Originally HIV was thought to only be passed on as a sexually transmitted infection (STI), but time soon revealed that the virus could be transmitted from mother to baby, through needle sharing and through blood contact as well. HIV weakens the immune system and can result in AIDS, which manifests in a set of complex complications and symptoms.
Despite successful awareness-raising media campaigns, Needle and Syringe Programs (NSPs) that allow for the swap of used needles and syringes for sterile ones, and HIV-preventing medication, Australia has seen a rise in the number of HIV cases in recent years. In 2013, there were approximately 26 000 Australians with HIV, with one in seven unaware they were infected with the virus. It is fair to speculate that the rise may be due to the increased awareness of the illness, which leads to a higher number of reported cases. It is also possible that the increase in HIV is simply due to a lack of willingness to use condoms, or perhaps it is a reflection of the sexually active generations who are greater risk takers than previous generations.
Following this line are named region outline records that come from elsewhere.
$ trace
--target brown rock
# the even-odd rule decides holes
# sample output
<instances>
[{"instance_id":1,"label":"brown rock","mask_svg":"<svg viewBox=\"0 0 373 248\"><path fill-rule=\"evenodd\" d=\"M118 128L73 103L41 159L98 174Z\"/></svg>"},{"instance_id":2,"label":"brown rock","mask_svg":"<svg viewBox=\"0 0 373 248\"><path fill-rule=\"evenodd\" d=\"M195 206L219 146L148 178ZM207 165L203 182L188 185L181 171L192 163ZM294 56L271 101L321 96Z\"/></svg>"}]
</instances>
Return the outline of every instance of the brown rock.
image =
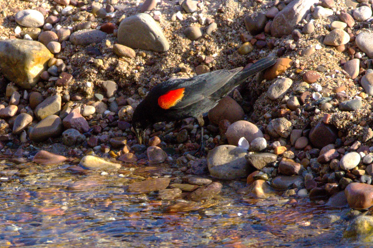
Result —
<instances>
[{"instance_id":1,"label":"brown rock","mask_svg":"<svg viewBox=\"0 0 373 248\"><path fill-rule=\"evenodd\" d=\"M373 206L373 185L351 183L346 187L345 194L351 207L366 209Z\"/></svg>"},{"instance_id":2,"label":"brown rock","mask_svg":"<svg viewBox=\"0 0 373 248\"><path fill-rule=\"evenodd\" d=\"M338 131L334 126L319 122L311 129L309 138L316 148L321 149L334 144L338 138Z\"/></svg>"},{"instance_id":3,"label":"brown rock","mask_svg":"<svg viewBox=\"0 0 373 248\"><path fill-rule=\"evenodd\" d=\"M221 183L214 182L198 189L188 195L188 198L192 201L208 199L220 193L222 187Z\"/></svg>"},{"instance_id":4,"label":"brown rock","mask_svg":"<svg viewBox=\"0 0 373 248\"><path fill-rule=\"evenodd\" d=\"M169 178L159 178L136 182L130 184L128 191L137 194L143 194L160 190L167 188L170 181Z\"/></svg>"},{"instance_id":5,"label":"brown rock","mask_svg":"<svg viewBox=\"0 0 373 248\"><path fill-rule=\"evenodd\" d=\"M58 137L62 132L62 121L58 116L53 115L41 120L30 132L30 139L41 142L50 137Z\"/></svg>"},{"instance_id":6,"label":"brown rock","mask_svg":"<svg viewBox=\"0 0 373 248\"><path fill-rule=\"evenodd\" d=\"M237 146L238 140L242 137L250 143L258 137L263 138L263 133L254 124L246 120L239 120L232 124L226 133L230 145Z\"/></svg>"},{"instance_id":7,"label":"brown rock","mask_svg":"<svg viewBox=\"0 0 373 248\"><path fill-rule=\"evenodd\" d=\"M245 113L236 102L231 97L226 96L209 111L208 115L211 123L218 126L222 120L228 120L231 123L242 120Z\"/></svg>"}]
</instances>

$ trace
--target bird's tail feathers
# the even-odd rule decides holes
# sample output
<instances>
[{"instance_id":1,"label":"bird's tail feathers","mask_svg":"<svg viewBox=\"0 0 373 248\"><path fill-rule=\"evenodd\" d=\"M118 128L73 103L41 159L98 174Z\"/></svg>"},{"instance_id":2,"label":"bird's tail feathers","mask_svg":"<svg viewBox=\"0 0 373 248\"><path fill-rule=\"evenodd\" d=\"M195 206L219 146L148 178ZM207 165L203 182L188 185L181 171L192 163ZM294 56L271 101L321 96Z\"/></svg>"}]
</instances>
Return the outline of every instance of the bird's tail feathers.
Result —
<instances>
[{"instance_id":1,"label":"bird's tail feathers","mask_svg":"<svg viewBox=\"0 0 373 248\"><path fill-rule=\"evenodd\" d=\"M240 84L250 76L267 69L273 65L277 61L273 56L270 55L260 59L250 67L244 69L237 73L232 78L237 85Z\"/></svg>"}]
</instances>

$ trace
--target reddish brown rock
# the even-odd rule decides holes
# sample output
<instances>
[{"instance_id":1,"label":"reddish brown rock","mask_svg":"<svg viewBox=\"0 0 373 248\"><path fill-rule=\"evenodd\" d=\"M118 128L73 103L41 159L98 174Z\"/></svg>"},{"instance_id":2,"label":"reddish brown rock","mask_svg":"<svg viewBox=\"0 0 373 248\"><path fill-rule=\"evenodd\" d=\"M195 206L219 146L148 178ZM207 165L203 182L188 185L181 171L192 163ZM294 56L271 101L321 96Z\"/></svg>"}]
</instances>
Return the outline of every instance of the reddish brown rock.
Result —
<instances>
[{"instance_id":1,"label":"reddish brown rock","mask_svg":"<svg viewBox=\"0 0 373 248\"><path fill-rule=\"evenodd\" d=\"M157 191L164 189L170 184L168 178L152 178L141 182L136 182L130 184L128 187L129 192L137 194L148 193L152 191Z\"/></svg>"},{"instance_id":2,"label":"reddish brown rock","mask_svg":"<svg viewBox=\"0 0 373 248\"><path fill-rule=\"evenodd\" d=\"M296 175L301 168L300 164L291 161L282 160L279 165L279 171L283 175Z\"/></svg>"},{"instance_id":3,"label":"reddish brown rock","mask_svg":"<svg viewBox=\"0 0 373 248\"><path fill-rule=\"evenodd\" d=\"M271 80L283 73L293 65L291 59L287 58L280 58L274 65L267 70L264 74L264 78Z\"/></svg>"},{"instance_id":4,"label":"reddish brown rock","mask_svg":"<svg viewBox=\"0 0 373 248\"><path fill-rule=\"evenodd\" d=\"M209 111L208 115L211 123L218 126L222 120L228 120L231 123L242 120L245 113L236 102L231 97L226 96Z\"/></svg>"}]
</instances>

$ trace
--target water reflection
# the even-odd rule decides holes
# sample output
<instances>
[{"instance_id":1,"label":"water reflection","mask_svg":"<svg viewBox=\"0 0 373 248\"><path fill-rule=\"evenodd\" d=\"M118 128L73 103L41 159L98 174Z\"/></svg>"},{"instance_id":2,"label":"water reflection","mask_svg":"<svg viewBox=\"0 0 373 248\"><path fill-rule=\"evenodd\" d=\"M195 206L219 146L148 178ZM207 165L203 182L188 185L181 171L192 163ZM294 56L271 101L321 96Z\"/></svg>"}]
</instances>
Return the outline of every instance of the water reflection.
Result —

Some of you might remember the scare-tactic media campaign of the 1980s showing the grim reaper having a fun night out at the bowling alley. That ad is believed to have caused enough discomfort at the time to have encouraged safe sex practices. Perhaps we need another equally frightening ad in the modern age to continue to make people aware of the needs of safe sex.
Medical professionals are now able to provide an anti-HIV or anti-retroviral medication administered over four weeks to prevent the establishment of the virus if treated within three days of exposure, but it is not 100% effective. There is no vaccine for HIV, so prevention of the spread of the virus depends on awareness and behavioural changes including the use of condoms. The most effective prevention to date has been the use of condoms, together with a water-based lubricant to help reduce the chance of the condom breaking. Condoms alone prevent the contraction of most STIs, some of which increase the likelihood of contracting HIV (such as herpes).
Recent research into an antimicrobial agent known as VivaGel has shown the gel is 99.9% effective at deactivating STI viruses. VivaGel is a compound that was developed by Starpharma, an Australian company, which attaches itself to targets on the viruses, thereby blocking the virus and preventing infection. A VivaGel coated condom is Starpharma’s answer to the continuing spread of STI viruses and is now the most effective prevention of STI contraction. The pharmaceutical company has agreements to globally supply the condom through Ansell Limited and Okamoto Industries Inc, two of the world’s largest condom suppliers.
Don’t get too excited (pun intended) though, the new condom dubbed the ‘HIV-killing condom’ is already being criticized by researchers over potential issues with the continuous use of the gel. Despite a clinical trial of 36 women having been conducted in 2005, which found the vaginal application of VivaGel safe and tolerated as well as a placebo, other studies suggest that using the gel twice daily for 14 days resulted in low grade adverse events in 53% of the sample of 36 women. A number of concerning symptoms were found in women using the gel compared with those who were given a placebo. Another study suggests that use of the gel was generally well tolerated compared with the use of a placebo, despite a higher incidence of low grade adverse events.
While it has not been confirmed if the condom and gel combination is safe for long term or heavy use, let’s hope that medical research and development will be able to reach a conclusion soon. The best outcome would be that this combination will lead to an effective prevention, if not vaccine or cure, for this terrible illness.